The preceding command returned to us the process identifier (PID) of the background process that is running our command (12804). It uses a few functions that you might have not seen before. These include the following:

· nohup: This is used to run a command that will ignore hangup signals. A hangup signal is the one sent by a process to all its subprocesses if it closes. This is what avoids the process to be killed when we close the SSH connection with the production environment.

· &> /tmp/solr_reindex.log: We have seen in the previous section that if we want to ensure that messages printed to STDOUT and STDERR get saved in a logfile, we need to redirect the output using &>. This is what we are doing here.

· &: This is the ampersand symbol at the end. This is used to run the command as a subprocess in the background. This lets us trigger the command and allows us to keep interacting with the command-line interface to monitor its progress or simply exit to close the SSH connection.

So, our process is running on its own now. If we list all running processes and filter them out by the keyword solr, we can see it listed here:

(Production) $ ps -aux | grep solr

produser 12804 6.0 0.8 331708 71548 pts/12 S 15:42 0:02 /usr/bin/php -d

magic_quotes_gpc=Off -d magic_quotes_runtime=Off -d magic_quotes_sybase=Off

/usr/share/drush/drush.php --php=/usr/bin/php --php-options= -d magic_quotes_gpc=Off

-d magic_quotes_runtime=Off -d magic_quotes_sybase=Off solr-index

--uri=www.example.com

Note that the two first things listed are the user who triggered the process (produser) and the process identifier or PID (12804), while the last bit is the actual Drush command. Now, if we view the logfile interactively with the tail command, we can see that the process is redirecting the output of the command here as expected:

$ tail -f /tmp/solr_reindex.log

Indexing node 15674. [ok]

Indexing node 15675. [ok]

WD Apache Solr: Adding 200 documents. [notice]

WD Apache Solr: Indexing succeeded on 200 documents [info]

Inspected 200 of 41045 entities. Submitted 200

documents to Solr [ok]

Indexing node 15676. [ok]

Indexing node 15677. [ok]

...

Indexing node 15678. [ok]

Indexing node 15878. [ok]

WD Apache Solr: Adding 200 documents. [notice]

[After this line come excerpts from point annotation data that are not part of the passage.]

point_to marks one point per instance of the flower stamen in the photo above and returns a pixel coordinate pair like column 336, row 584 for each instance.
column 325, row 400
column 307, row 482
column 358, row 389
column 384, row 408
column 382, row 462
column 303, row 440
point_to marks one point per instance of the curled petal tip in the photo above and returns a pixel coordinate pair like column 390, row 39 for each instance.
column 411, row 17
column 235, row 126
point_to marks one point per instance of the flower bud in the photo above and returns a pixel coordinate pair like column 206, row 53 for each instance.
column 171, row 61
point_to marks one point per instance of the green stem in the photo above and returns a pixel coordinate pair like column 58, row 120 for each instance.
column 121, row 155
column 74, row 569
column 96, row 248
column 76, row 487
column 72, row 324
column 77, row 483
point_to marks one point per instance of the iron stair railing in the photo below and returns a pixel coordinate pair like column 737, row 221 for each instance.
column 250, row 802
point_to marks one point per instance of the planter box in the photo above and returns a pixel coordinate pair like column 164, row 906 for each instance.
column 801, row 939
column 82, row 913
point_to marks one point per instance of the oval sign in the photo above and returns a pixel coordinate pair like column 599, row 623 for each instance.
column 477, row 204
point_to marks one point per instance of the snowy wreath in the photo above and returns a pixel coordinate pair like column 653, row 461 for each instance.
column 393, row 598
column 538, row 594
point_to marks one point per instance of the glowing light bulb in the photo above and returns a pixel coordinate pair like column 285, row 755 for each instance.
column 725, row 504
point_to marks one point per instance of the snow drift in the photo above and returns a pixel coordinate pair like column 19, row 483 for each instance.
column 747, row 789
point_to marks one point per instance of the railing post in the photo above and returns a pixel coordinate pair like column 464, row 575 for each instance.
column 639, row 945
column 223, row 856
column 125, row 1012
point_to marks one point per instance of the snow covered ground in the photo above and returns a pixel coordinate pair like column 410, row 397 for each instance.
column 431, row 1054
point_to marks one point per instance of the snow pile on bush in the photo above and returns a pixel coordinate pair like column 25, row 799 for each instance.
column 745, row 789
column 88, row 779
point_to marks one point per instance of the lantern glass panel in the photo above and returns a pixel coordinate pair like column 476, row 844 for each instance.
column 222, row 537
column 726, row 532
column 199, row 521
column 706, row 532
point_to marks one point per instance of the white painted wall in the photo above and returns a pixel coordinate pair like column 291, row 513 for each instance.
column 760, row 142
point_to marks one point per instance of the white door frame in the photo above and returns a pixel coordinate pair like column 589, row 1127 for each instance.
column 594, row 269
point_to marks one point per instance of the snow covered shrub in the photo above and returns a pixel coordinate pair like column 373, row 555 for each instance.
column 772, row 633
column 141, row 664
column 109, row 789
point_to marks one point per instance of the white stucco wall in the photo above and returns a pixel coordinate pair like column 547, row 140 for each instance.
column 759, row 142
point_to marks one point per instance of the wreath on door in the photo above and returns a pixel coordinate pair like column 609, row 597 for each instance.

WD Apache Solr: Indexing succeeded on 200 documents [info]

Inspected 400 of 41045 entities. Submitted 400

documents to Solr [ok]

Indexing node 15879. [ok]

...

Now, we can close the SSH connection and come back later and check whether the process was completed. If for any reason we would need to terminate the process, we can do it with the kill command plus the PID:

(master)$ kill 12804

[1]+ Terminated nohup drush solr-index --uri=www.example.com &>

/tmp/solr_reindex.log

Summary

Running tasks in a Drupal project becomes more and more important as the project matures and scales. Things like monitoring, cleaning up and upgrading our project need to be performed in a way that the task won't stress the system too much so that Drupal doesn't crash.

Drupal's cron is a very easy and convenient mechanism to run periodic tasks. We explained how to make Drupal not fire cron when serving regular web traffic and then we moved this responsibility to Drush plus a scheduling system: Jenkins. In the next section, we saw how to decouple a particular task from cron so that it runs as an independent process. Long tasks can use the Batch API in order to split the workload into smaller chunks that can complete safely.

We closed the chapter with a few tips on how to log a command's output into a file, such as the different output modes that Drush offers (verbose or quiet).

In the next chapter, we will dive even deeper into how Drush runs commands by adding error handing and discovering a few debugging tools.